The quoted article by Professor Curiel continues: “In the decoration we can make out shapes that are reminiscent of Korean flowers, that Jorge F. Ribas has related to lacquered Korean pieces of the Joseon Dynasty. These same floral motifs are present on inlaid boxes and are, one can affirm, the “signature” of one particular workshop’s creations, which indicates that there was heavy activity in the workshop which managed to make these distinctive decorative forms which have endured over time.” Jorge Rivas, who Professor Curiel alludes to in his text, is currently the curator at the Frederick and Jan Mayer Center at the Denver Art Museum, and head of the Latin American Art department.

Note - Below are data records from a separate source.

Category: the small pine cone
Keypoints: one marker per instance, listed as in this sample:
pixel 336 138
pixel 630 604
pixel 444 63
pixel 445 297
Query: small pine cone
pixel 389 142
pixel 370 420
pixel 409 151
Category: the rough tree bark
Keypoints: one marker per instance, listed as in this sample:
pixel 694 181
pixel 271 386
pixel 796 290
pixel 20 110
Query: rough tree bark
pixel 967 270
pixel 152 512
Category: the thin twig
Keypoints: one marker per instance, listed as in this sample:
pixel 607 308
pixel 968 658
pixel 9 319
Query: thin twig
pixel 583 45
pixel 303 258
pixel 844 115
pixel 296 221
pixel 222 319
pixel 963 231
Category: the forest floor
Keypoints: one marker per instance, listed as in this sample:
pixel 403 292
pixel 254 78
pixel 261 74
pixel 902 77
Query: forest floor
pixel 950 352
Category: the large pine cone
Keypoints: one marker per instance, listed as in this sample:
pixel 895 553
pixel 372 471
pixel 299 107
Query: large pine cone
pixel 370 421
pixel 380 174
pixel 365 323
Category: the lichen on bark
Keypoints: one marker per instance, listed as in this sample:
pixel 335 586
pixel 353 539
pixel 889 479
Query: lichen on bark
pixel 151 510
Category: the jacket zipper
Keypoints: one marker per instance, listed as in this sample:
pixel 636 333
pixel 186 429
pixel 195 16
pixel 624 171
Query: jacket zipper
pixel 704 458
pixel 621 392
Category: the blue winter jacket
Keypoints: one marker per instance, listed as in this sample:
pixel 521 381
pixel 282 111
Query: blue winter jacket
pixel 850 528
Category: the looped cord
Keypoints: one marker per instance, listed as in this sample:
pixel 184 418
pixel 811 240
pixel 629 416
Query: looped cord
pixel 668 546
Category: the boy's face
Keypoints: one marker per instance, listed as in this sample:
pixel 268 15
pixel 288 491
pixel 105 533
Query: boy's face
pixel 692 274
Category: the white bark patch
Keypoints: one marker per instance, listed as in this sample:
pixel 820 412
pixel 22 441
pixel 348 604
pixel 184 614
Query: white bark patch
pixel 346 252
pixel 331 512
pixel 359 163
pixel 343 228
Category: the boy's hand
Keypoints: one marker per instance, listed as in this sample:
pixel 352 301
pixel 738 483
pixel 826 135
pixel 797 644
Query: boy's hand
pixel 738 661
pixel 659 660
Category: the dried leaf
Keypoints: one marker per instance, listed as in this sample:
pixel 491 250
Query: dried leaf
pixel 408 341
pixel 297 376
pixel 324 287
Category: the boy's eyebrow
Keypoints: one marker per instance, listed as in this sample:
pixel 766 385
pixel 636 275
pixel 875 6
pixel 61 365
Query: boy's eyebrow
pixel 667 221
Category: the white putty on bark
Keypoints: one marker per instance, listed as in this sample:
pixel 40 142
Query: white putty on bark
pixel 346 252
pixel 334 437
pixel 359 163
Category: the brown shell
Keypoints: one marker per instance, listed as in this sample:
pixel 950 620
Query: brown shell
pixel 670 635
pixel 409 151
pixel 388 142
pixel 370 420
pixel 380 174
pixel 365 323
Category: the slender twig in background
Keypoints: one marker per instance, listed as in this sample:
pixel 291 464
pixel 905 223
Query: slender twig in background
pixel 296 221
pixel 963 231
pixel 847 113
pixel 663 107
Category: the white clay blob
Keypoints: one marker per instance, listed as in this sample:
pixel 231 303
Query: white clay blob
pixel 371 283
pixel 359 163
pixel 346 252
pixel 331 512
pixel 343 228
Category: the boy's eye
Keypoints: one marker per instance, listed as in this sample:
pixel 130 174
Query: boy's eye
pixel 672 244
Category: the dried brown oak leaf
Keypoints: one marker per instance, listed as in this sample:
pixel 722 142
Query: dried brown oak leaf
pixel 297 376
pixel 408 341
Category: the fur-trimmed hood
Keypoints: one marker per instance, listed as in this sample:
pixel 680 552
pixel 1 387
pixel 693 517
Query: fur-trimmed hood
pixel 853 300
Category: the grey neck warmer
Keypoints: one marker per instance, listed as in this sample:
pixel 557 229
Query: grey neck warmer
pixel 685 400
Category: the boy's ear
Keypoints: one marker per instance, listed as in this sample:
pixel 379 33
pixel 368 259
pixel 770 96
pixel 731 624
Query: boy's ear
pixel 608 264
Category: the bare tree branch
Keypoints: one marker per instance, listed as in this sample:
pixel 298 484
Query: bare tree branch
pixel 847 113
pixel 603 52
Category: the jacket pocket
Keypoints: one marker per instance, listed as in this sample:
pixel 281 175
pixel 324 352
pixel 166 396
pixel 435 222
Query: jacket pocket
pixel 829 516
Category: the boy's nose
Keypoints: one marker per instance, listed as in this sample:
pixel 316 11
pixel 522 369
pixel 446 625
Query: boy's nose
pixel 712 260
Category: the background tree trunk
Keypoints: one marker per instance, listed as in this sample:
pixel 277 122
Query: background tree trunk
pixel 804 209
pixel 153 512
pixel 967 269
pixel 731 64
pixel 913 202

As María Campos Carlés indicates, also in “Un legado que pervive en Hispanoamérica. El mobiliario del Virreinato del Perú de los siglos XVII y XVIII” (An enduring legacy of Hispano-America. The furniture of the Viceroyalty of Peru of the 17th and 185h centuries): “Oriental influence on the furniture of the Peruvian and Mexican coasts began in the mid-17th century when Japanese craftspeople arrived in the Americas, whether Christian or not, they were specialised in Namban lacquer. They brought with them knowledge of how to use lacquer combined with mother of pearl and other materials. They trained European artisans in these skills, as well as converted Muslims and indigenous people, all of these with artistic experience and who learned the technique quickly, being then able to plan, design and build luxurious furniture which became known as “enconchados” and which came to replace the Namban style furniture …It is important to highlight the natural inclination that the artisans of Arab origin that lived in the Viceroyalty of Peru had for covering flat surfaces with abstract motifs. They can be discovered in the way that ornaments and lattices became geometrical and repeated, reflecting a Spanish influence seen in Hispanic-Mudejar furniture.
Trunk "enconchado" (encrusted) with tortoiseshell and mother of pearl. Iron fittings. Viceroyalty work. Peru. 18th century.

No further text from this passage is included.